A Strategy and Delivery unit allowed the Prime Minister to identify the major priorities and ensured that government delivered them. The Delivery Unit was eventually located in the Treasury because it has more levers than either the Cabinet Committee or the individual departments. It is believed that the Strategy and the Delivery units had proved useful in delivering on the government policy agenda and in coordinating work across governments.

In Mauritius, there have been some timid changes over the years with the use of advisers, consultants and technical expertise from various quarters working with civil servants to ensure the implementation of projects. While the impact of these changes needs to be evaluated, it would be unfair to say that that there have not been many successful projects; however, these committees remained largely unstructured and implementation was left to the respective ministries with both good and bad results.

In the field of education, one major project has been a failure. It is well established that government’s efforts to tackle low performance at primary and after primary schools has been a patent failure — from community schools in the 1970s to the ZEP schools. And there is little hope that that we are on the way to a solution unless the real ills have been properly diagnosed – and very often these ills are found outside the school walls and are grounded in the poverty of the community. Failure to also recognize this stark truth will perpetuate the ‘pyramid of errors’. Who can vouch that screening or remedial education will successfully work?

One major reason why governments fail to deliver is the habit of telling the electorate that they will deliver before the next election, when they know full well and the electorate knows it well too that major projects which require a paradigm shift will inevitably be completed after not only one but two or more elections. The fact that many governments inaugurate projects that they never started prove clearly that no government can deliver on time on all projects – and to raise expectations that they can do so will simply provoke righteous indignation and impatience on the part of the electorate which will call their bluff at election times.

Even if we have an efficient strategic, implementation and monitoring unit, it will require much more time to transform the country. One good example to illustrate this point is to look at the vision of an ocean state.

It was only in March 2012 that an agreement was reached with Seychelles for joint administration of 396 000 square kilometers of maritime zones. The road map of the Ocean economy was published in 2013 by the PMO. Since 2009 the Mauritius Research Council has been identifying the main directions of our future economic development in the Science and Technology Report prepared by the Ministry of Industry in collaboration with other ministries and stakeholders; this report has been updated in 2014. Meanwhile different stakeholders, namely the STC, the Mauritius Port Authority and different ministries have implemented their part in the bunkering project.
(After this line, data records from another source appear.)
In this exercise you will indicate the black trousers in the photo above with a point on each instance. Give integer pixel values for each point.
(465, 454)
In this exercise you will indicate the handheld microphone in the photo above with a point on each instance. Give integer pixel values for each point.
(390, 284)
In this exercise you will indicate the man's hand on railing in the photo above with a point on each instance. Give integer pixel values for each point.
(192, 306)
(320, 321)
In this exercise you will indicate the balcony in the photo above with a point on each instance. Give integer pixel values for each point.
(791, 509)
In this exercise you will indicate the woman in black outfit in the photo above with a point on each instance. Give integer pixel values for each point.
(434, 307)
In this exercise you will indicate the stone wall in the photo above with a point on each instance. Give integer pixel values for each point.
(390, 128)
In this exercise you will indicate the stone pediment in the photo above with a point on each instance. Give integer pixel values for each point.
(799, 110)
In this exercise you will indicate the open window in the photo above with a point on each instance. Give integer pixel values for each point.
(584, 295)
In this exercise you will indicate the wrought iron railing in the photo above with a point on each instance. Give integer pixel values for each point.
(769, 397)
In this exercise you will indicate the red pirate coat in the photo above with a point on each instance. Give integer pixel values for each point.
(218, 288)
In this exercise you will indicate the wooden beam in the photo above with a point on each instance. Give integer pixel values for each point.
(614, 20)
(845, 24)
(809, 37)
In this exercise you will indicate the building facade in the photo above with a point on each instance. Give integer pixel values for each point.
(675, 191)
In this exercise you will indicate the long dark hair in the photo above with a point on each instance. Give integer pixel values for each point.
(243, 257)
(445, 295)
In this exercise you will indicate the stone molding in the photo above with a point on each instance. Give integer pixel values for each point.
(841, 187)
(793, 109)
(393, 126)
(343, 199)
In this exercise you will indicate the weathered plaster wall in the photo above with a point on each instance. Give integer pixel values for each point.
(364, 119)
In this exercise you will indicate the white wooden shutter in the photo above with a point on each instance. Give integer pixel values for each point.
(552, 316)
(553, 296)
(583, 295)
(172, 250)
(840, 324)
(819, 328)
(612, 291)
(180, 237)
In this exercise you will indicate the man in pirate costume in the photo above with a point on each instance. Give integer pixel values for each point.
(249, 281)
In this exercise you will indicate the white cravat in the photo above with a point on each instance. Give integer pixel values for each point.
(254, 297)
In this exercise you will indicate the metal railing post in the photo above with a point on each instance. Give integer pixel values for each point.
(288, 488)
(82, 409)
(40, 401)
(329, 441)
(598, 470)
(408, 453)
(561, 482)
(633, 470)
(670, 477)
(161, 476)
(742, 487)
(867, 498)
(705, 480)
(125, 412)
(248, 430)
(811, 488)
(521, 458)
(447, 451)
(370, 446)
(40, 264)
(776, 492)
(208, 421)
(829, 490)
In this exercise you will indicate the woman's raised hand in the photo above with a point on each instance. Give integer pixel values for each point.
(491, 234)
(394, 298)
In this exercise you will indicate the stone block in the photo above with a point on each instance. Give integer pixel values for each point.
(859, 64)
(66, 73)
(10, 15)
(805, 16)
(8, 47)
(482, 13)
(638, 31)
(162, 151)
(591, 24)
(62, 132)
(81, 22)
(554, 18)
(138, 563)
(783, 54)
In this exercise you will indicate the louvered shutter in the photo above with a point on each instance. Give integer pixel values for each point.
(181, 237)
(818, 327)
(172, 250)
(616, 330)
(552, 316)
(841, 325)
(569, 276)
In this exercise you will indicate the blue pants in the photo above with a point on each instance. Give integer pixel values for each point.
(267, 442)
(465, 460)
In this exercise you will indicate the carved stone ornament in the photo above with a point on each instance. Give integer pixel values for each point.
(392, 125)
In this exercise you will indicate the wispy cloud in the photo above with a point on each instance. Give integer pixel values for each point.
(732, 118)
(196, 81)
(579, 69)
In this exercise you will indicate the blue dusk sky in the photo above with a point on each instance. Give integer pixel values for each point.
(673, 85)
The full implementation of the Ocean economy agenda will still be ongoing in 2020 and 2050.

If the long-term objectives will only be implementable in the distant future, the young people will not be waiting for 2030 to get a decent job nor will the public wait for the long term for an improvement in their standard of living. Investors, planters and SMEs expect better economic conditions and government will have to come up with priorities for the short-term while also putting in place the right longer-term macro-economic policies. Failure to do so will heighten the impatience in all quarters and this can prove fatal for governments.

In many countries the phenomenon of growing impatience with governments has become a new trend in the political and electoral behaviour of the public. In a globalized world where governments are losing control to the social media, it will be surprising that Mauritius follows a different path.